Duas Manifestações Emotivas Antagônicas em Debussy

Je reçois ce matin le programme du Concert Parent
où vous devez jouer Masques et L’Isle Joyeuse…
Sans que je doute une seconde de la façon parfaite
dont vous jouez ces deux morceaux,
voulez-vous me faire l’extrême plaisir
de me les faire entendre demain Jeudi dans l’après-midi,
à l’heure qui vous conviendra le mieux ?
Carta de Debussy ao notável pianista Ricardo Viñez (Février  1905)

Mais, Seigneur ! que c’est difficile à jouer…
ce morceau me paraît réunir les façons d’attaquer un piano,
car il réunit la force et la grâce… si j’ose ainsi parler.
Claude Debussy sobre L’Isle Joyeuse.
Carta a seu editor Jacques Durand (Dieppe, Septembre 1904)

No supermercado recebo um tapinha nas costas.
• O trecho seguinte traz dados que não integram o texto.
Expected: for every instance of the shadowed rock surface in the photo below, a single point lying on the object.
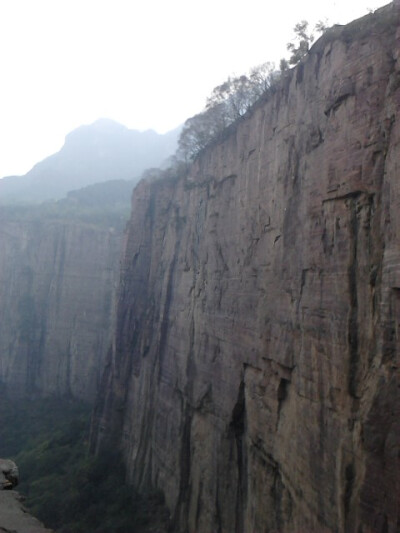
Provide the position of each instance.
(14, 518)
(254, 369)
(57, 280)
(102, 151)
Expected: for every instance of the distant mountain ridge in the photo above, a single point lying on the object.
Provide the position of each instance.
(102, 151)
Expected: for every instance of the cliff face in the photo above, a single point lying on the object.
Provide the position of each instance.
(57, 279)
(14, 517)
(254, 370)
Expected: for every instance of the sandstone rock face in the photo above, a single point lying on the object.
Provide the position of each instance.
(254, 375)
(56, 285)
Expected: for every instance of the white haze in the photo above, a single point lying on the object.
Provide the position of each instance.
(147, 64)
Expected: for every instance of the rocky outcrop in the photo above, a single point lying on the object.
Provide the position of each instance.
(254, 374)
(8, 474)
(14, 518)
(57, 279)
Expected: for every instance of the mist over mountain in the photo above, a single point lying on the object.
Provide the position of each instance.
(102, 151)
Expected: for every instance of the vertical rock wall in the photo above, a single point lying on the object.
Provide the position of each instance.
(254, 370)
(56, 285)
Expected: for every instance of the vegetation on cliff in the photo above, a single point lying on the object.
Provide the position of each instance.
(66, 488)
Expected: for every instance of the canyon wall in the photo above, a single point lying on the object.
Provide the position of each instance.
(57, 280)
(253, 375)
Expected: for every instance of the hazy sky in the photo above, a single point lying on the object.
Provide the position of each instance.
(148, 64)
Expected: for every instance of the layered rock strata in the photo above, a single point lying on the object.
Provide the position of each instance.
(57, 281)
(254, 374)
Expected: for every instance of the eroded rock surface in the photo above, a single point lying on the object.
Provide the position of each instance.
(254, 375)
(57, 280)
(14, 518)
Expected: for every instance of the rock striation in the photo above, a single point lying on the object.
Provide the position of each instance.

Ao virar-me, vem a pergunta imediata: “O que de intenso existe por trás de L’Isle Joyeuse?  Que bela ilustração você colocou! Fale-me dessa composição”. Marly estudou piano, mas dedicou-se a uma outra área do conhecimento e é professora. Conheço-a desde o início do século. Convidei-a para um café e, durante mais de meia hora, conversamos a respeito dessa e de outras criações de Claude Debussy entre 1903-04.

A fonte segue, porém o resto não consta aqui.